Afghan military specialist Amrullah Aman says the insurgents constantly change their tactics. "In Afghanistan's neighboring region, Taliban are helped with weapons and logistics," he claims. "Eight years ago, they were not in a position to fight pitched battles."
The fear is that insurgent access to sophisticated antiaircraft weapons risks a recast version of what's been dubbed Charlie Wilson's War
, when U.S.-supplied Stinger missiles rendered the Soviet air force ineffective. In the current conflict, NATO relies on its superior air force to counter insurgents' use of their native terrain and control over parts of the population.
2) Night-Raids Backlash
Helicopters are the primary means of transportation for the many night raids U.S. troops routinely conduct across Afghanistan. In what is considered a repeat of the Iraqi model of dismantling insurgent networks, U.S. Navy SEALs frequently descend on remote mountain villages
to kill or capture insurgency leaders. Successive U.S. military commanders consider such raids a weapon of choice against battle-hardened enemies and have increased their frequency.

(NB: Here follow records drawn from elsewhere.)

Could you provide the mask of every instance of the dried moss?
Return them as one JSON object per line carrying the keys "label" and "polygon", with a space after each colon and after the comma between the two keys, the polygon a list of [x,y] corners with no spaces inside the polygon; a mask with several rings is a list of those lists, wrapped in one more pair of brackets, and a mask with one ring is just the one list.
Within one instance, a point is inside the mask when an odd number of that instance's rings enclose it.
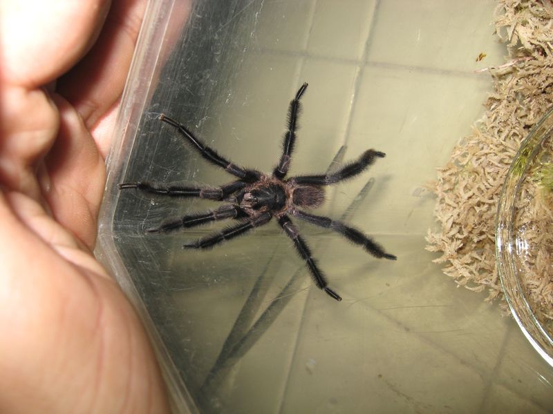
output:
{"label": "dried moss", "polygon": [[[487,68],[494,89],[485,114],[438,170],[433,189],[441,228],[429,230],[427,237],[427,248],[442,253],[435,262],[444,265],[444,273],[469,289],[487,289],[488,300],[503,296],[494,250],[499,193],[521,142],[553,104],[553,2],[498,3],[496,33],[509,57]],[[553,170],[547,174],[551,180]]]}

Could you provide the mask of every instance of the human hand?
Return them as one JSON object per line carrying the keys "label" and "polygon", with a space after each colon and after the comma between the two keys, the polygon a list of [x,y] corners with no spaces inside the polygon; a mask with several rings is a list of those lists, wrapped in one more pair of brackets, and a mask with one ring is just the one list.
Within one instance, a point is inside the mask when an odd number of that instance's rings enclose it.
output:
{"label": "human hand", "polygon": [[0,412],[164,413],[132,306],[92,255],[145,0],[0,0]]}

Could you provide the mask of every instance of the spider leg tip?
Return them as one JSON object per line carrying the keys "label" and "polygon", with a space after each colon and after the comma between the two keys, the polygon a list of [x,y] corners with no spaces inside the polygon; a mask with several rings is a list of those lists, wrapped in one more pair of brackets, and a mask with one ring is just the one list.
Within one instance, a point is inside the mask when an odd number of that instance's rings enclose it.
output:
{"label": "spider leg tip", "polygon": [[341,300],[341,297],[330,288],[324,288],[323,290],[332,299],[335,299],[338,302]]}

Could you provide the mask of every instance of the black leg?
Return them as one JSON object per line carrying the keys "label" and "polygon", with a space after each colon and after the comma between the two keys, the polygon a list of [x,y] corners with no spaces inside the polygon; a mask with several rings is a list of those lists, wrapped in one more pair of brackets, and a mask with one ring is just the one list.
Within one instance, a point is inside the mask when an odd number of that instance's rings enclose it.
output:
{"label": "black leg", "polygon": [[240,235],[242,235],[255,227],[259,227],[265,224],[266,223],[268,223],[272,217],[272,216],[271,215],[271,213],[268,212],[263,213],[263,214],[257,217],[252,217],[245,221],[242,221],[235,226],[227,227],[220,233],[199,239],[198,240],[195,240],[194,241],[191,241],[190,243],[187,243],[183,247],[185,248],[212,248],[216,244],[221,243],[222,241],[234,239],[234,237],[239,236]]}
{"label": "black leg", "polygon": [[294,241],[296,250],[298,253],[299,253],[301,258],[306,261],[309,271],[311,273],[311,275],[313,277],[313,280],[317,287],[324,290],[330,297],[337,301],[341,301],[341,297],[340,297],[336,292],[328,287],[328,284],[326,282],[326,278],[317,266],[317,262],[311,255],[311,250],[309,250],[306,242],[300,237],[297,228],[294,226],[290,217],[285,215],[282,216],[279,219],[279,224],[280,224],[281,227],[284,230],[286,235]]}
{"label": "black leg", "polygon": [[137,181],[135,183],[122,183],[118,185],[120,190],[137,188],[147,193],[161,194],[170,197],[197,197],[210,200],[222,201],[233,193],[241,190],[246,186],[242,181],[221,186],[221,187],[190,187],[174,184],[164,184],[153,181]]}
{"label": "black leg", "polygon": [[162,222],[158,227],[149,228],[147,233],[169,233],[179,228],[189,228],[200,226],[215,220],[225,219],[240,219],[247,217],[245,211],[236,206],[225,204],[216,210],[206,213],[200,213],[190,215],[185,215],[179,219],[167,220]]}
{"label": "black leg", "polygon": [[290,179],[290,181],[294,180],[298,184],[311,184],[315,186],[333,184],[360,174],[368,166],[374,163],[377,157],[383,158],[385,156],[386,154],[380,151],[368,150],[361,155],[359,159],[346,164],[335,172],[294,177]]}
{"label": "black leg", "polygon": [[167,117],[165,114],[161,114],[160,115],[160,120],[177,128],[177,130],[179,132],[179,133],[180,133],[181,135],[186,138],[189,142],[192,144],[196,148],[200,151],[202,157],[212,164],[219,166],[220,167],[223,167],[227,172],[229,172],[230,174],[232,174],[233,175],[235,175],[239,179],[248,183],[253,182],[261,177],[261,174],[259,171],[256,171],[255,170],[248,170],[242,167],[239,167],[229,161],[225,159],[225,158],[219,155],[215,150],[211,149],[209,147],[205,145],[201,141],[198,139],[198,138],[194,137],[194,134],[192,134],[192,132],[191,132],[184,125],[180,124],[175,119]]}
{"label": "black leg", "polygon": [[305,82],[296,93],[296,97],[290,101],[288,108],[288,130],[284,134],[284,141],[282,143],[282,155],[279,161],[279,165],[274,168],[272,176],[279,179],[285,177],[290,168],[292,159],[292,152],[294,150],[294,144],[296,141],[296,130],[297,129],[297,119],[301,110],[299,99],[307,89],[307,82]]}
{"label": "black leg", "polygon": [[367,252],[375,257],[389,259],[390,260],[395,260],[397,259],[394,255],[386,253],[381,246],[375,243],[370,237],[364,235],[357,228],[346,226],[341,221],[337,221],[328,217],[309,214],[295,208],[292,210],[292,214],[294,217],[308,221],[312,224],[320,226],[325,228],[330,228],[340,233],[350,241],[362,246]]}

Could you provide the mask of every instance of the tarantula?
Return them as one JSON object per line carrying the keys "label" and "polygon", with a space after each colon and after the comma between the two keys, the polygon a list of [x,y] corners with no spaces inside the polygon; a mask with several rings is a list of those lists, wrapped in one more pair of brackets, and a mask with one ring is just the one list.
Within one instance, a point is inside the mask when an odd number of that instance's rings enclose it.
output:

But the killings have inadvertently promoted a younger generation of insurgents into leadership positions. These Taliban leaders espouse a harder line and sympathize with Al-Qaeda's global jihad. And they have spread panic among Afghanistan's ruling elite -- following the assassination of a number of senior Afghan officials this year, many Afghan government officials are now preoccupied
with ducking would-be Taliban assassins.
3) Taliban Encircling Kabul
The downing of a U.S. helicopter so close to Kabul suggests the Taliban are inching closer to the Afghan capital -- the biggest prize in any Afghan war. In the past few years, Taliban fighters have systematically infiltrated rural communities in Wardak, Logar, Kapisa, Nanagarhar, and Laghman provinces, which nearly ring Kabul. The situations in Wardak and Logar, abutting the Afghan capital in the southwest and southeast, are particularly dire
because the Taliban now dominates all aspects of life. A presence in these provinces is considered crucial to eventually taking over Kabul -- something the Taliban appear to have their sights set on.
4) The Costs Of War
Arguably the most significant thing to take away from the Chinook downing, though, is that war is still the order of the day in Afghanistan. The Taliban, with the help of its backers and allies, is trying to bleed Americans sufficiently to force them out of the country. Washington, on the other hand, believes that killing a large number of Taliban militants, leaders in particular, will force the Taliban to negotiate on favorable terms. Afghan civilians, already dying in significant numbers
, will continue to suffer the price.